Ce renforcement de l'interdépendance entre l'Union européenne et la Suisse pourrait l'inciter à accepter de franchir une nouvelle étape dans les relations bilatérales, comme l'y invite l'Union européenne .

En effet, deux des critères posés par le Conseil fédéral dans son rapport du 17 septembre 2010 pour évaluer la pertinence de la voie bilatérale ne semblent aujourd'hui plus remplis (institution de mécanismes institutionnels devant permettre de faciliter le fonctionnement des accords bilatéraux, aux fins d'une consolidation de la voie bilatérale ; préservation de l'équilibre des intérêts des deux parties).

A défaut, le maintien de la voie bilatérale actuelle serait à l'évidence une source d'affaiblissement de la Confédération car il remettrait en cause toute perspective de nouvel accord sectoriel bilatéral dans le champ du marché intérieur et pourrait fragiliser son statut de partenaire privilégié de l'Union européenne.

Mais ce maintien représenterait aussi un échec pour l'Union européenne , qui n'a pas intérêt à affaiblir le dynamisme actuel des relations bilatérales avec son deuxième partenaire économique.

3. Le soutien aux propositions de l'Union européenne : la mise en oeuvre d'un accord général pour donner un nouvel élan aux relations bilatérales

Votre commission estime que les conclusions du Conseil de l'Union européenne du 14 décembre 2010 ont permis de clarifier la position de l'Union européenne sur les relations bilatérales et souhaite affirmer son soutien à ces dernières.

En effet, cette position cohérente invite, dans le respect de la souveraineté de la Confédération helvétique, les autorités et le peuple suisses à effectuer un choix institutionnel clair et ambitieux en faveur d'un rapprochement avec l'Union européenne .
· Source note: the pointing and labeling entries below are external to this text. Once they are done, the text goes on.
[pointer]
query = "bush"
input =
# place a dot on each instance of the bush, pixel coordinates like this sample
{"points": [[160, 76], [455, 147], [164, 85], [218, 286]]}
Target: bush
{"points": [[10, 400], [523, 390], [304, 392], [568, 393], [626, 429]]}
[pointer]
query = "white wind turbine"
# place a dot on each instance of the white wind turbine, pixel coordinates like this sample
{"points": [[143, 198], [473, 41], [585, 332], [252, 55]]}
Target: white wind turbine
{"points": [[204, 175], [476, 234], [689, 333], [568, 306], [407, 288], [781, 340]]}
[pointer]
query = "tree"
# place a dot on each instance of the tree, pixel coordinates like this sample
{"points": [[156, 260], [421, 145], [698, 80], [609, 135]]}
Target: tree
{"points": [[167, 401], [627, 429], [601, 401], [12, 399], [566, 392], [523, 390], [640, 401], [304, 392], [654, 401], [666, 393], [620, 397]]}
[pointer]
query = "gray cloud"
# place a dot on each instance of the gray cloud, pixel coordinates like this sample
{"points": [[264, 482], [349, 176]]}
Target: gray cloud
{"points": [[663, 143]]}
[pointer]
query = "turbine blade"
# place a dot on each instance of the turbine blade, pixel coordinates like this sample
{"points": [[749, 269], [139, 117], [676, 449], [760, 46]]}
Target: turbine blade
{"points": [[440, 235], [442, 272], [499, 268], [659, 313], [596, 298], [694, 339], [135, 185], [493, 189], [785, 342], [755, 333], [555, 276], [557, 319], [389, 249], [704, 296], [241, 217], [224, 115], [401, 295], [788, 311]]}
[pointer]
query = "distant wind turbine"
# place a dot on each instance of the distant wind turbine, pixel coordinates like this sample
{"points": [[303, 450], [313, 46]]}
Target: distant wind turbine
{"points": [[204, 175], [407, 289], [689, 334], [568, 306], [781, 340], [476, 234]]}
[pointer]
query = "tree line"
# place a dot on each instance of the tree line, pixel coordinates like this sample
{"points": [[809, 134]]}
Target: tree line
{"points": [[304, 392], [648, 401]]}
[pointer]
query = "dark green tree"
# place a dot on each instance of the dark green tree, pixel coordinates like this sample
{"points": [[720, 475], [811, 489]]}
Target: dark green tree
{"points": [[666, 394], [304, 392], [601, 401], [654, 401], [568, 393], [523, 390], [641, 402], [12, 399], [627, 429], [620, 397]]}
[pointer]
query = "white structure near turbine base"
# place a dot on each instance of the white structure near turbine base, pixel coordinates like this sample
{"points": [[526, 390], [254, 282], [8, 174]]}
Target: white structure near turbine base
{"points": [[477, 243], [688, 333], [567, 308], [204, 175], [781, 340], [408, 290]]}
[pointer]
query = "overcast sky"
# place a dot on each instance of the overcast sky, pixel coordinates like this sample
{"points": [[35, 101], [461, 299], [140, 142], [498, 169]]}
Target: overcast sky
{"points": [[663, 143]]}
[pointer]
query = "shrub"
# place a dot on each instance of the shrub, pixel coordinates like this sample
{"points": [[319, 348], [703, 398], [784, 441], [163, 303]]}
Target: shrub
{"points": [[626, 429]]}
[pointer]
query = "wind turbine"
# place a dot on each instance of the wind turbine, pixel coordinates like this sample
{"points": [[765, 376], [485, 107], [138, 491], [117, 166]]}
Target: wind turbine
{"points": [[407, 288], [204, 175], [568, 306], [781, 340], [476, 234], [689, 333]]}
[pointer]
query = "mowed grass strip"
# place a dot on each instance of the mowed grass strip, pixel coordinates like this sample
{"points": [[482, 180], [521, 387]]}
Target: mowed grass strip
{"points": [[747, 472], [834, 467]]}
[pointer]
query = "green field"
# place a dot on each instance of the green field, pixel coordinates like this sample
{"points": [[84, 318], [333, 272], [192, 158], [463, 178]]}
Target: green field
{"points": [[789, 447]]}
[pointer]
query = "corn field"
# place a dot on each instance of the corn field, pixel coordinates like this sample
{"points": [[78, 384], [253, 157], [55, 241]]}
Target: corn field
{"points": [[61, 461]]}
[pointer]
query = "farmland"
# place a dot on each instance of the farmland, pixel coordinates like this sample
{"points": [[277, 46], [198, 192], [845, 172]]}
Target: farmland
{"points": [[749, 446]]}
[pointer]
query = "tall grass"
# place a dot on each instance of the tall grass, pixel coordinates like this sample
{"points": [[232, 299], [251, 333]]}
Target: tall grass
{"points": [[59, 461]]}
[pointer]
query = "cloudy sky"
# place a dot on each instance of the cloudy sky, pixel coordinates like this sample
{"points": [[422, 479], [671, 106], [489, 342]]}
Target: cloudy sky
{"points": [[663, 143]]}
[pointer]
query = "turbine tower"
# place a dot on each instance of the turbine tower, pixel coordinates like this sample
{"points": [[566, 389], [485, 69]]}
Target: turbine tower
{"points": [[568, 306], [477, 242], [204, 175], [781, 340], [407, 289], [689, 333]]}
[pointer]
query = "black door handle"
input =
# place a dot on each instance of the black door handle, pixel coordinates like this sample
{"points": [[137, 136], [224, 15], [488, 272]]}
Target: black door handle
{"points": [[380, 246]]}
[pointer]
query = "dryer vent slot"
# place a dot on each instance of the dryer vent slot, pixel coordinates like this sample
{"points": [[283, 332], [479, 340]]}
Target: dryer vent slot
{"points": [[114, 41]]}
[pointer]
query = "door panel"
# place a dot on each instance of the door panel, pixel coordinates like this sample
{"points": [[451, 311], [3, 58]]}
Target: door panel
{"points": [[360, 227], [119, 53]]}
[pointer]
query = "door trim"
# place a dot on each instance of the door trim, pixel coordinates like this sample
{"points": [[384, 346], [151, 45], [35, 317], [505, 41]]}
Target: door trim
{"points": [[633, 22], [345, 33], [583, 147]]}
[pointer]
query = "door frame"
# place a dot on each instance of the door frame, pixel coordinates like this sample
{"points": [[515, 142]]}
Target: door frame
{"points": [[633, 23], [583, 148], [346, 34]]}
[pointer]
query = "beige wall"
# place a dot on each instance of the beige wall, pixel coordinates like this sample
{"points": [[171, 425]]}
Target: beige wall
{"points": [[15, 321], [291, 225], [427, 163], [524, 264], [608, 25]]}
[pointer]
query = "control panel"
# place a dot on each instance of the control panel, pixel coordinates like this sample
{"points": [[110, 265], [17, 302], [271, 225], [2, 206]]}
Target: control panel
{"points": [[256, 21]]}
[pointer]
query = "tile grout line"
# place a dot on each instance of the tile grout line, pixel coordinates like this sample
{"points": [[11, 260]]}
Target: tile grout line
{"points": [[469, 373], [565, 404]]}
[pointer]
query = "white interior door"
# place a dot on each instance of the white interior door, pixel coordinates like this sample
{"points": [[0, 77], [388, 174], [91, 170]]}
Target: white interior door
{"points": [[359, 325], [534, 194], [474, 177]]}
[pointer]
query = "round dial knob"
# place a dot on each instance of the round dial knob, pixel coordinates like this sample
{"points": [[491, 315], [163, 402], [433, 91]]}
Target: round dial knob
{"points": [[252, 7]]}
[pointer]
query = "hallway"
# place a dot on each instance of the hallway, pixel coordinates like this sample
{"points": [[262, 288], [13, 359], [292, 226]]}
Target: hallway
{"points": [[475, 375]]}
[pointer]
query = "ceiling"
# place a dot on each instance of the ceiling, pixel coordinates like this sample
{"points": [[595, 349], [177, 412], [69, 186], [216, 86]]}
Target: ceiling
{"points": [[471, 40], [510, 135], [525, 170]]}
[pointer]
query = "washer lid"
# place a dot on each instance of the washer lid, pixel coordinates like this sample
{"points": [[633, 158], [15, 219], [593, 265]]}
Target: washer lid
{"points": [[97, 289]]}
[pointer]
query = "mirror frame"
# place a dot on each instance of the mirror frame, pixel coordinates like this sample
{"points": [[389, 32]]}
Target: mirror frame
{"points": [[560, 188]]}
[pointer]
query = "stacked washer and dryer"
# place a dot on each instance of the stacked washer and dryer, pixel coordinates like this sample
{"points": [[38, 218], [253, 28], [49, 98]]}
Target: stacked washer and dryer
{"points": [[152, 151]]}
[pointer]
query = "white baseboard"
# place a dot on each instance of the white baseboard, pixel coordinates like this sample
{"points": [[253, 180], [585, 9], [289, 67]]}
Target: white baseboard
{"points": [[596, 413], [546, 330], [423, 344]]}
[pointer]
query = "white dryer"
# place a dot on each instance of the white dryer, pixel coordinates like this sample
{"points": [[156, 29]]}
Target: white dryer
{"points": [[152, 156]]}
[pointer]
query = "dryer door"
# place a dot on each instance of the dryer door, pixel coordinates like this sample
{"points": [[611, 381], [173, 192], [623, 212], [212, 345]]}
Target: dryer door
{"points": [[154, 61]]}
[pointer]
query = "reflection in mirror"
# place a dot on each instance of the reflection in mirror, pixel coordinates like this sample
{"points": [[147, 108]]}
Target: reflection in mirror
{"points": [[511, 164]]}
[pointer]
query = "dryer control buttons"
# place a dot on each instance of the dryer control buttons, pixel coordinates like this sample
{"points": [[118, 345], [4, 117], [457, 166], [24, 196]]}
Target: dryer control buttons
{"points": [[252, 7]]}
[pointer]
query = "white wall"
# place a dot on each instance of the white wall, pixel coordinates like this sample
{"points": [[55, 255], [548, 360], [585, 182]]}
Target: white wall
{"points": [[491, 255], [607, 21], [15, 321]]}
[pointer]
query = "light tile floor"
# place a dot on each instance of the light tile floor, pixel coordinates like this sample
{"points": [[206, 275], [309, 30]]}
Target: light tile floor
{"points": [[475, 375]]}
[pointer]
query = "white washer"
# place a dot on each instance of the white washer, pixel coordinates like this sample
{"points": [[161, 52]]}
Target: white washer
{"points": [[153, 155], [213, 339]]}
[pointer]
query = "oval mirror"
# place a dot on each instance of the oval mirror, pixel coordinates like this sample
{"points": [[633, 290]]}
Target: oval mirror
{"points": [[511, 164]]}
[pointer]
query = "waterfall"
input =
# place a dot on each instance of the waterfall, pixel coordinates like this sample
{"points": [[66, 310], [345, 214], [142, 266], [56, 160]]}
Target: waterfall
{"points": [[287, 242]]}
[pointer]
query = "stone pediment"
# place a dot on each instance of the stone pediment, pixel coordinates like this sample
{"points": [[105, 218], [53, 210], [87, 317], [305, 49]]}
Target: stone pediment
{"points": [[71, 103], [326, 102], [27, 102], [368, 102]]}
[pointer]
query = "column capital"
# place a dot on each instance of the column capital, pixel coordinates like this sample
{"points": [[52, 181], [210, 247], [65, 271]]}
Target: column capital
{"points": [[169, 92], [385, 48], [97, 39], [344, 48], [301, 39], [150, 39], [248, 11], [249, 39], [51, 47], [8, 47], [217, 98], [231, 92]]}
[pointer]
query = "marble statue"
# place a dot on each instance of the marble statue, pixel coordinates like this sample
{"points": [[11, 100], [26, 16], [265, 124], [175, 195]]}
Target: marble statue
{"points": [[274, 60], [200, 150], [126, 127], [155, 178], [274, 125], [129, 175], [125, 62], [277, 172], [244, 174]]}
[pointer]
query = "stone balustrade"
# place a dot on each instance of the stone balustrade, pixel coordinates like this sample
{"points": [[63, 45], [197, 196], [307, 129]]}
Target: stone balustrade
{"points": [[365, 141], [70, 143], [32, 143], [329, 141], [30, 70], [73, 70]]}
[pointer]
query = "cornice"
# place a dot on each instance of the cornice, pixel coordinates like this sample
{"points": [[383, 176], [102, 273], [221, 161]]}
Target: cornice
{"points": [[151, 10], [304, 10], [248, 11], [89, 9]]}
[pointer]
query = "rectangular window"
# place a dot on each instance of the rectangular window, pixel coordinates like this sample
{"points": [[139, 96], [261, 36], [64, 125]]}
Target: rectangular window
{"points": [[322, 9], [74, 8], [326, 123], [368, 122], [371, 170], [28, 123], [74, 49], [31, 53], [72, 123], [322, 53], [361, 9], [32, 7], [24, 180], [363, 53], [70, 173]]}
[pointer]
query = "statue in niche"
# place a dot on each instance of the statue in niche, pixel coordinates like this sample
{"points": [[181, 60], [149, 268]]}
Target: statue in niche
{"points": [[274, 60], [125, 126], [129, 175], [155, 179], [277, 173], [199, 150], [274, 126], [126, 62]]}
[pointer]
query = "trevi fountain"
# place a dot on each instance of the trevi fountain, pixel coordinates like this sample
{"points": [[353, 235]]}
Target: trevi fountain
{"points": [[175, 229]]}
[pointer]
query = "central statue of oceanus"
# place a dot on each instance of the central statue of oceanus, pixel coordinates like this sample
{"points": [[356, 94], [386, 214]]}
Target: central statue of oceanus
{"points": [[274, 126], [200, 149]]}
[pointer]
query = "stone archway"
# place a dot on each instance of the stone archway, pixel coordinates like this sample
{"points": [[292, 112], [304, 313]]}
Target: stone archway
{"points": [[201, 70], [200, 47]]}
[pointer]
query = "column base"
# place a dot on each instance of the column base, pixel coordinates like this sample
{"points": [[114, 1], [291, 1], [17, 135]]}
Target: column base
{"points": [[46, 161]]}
Comme l'ont rappelé le président de la Commission européenne et le président du Conseil européen, le 8 février dernier, à la présidente de la Confédération helvétique, Mme Calmy-Rey, qui leur proposait de lier la négociation d'un nouveau paquet d'accords sectoriels intéressant la Suisse (Bilatérales III) à celle sur le règlement des questions institutionnelles horizontales, ce choix institutionnel clair constitue une priorité pour l'Union européenne.

Il a été bien résumé par M. l'ambassadeur Michaël Reiterer, responsable de la délégation de l'Union européenne en Suisse : « dans le domaine du marché intérieur, il est impossible de laisser coexister deux ou trois versions du droit communautaire. L'Union européenne précise donc à la Suisse : vous êtes un pays souverain et nous ne vous imposerons rien. Mais si la Suisse veut participer au marché intérieur, elle doit adapter ses normes à l'évolution de l'acquis communautaire » .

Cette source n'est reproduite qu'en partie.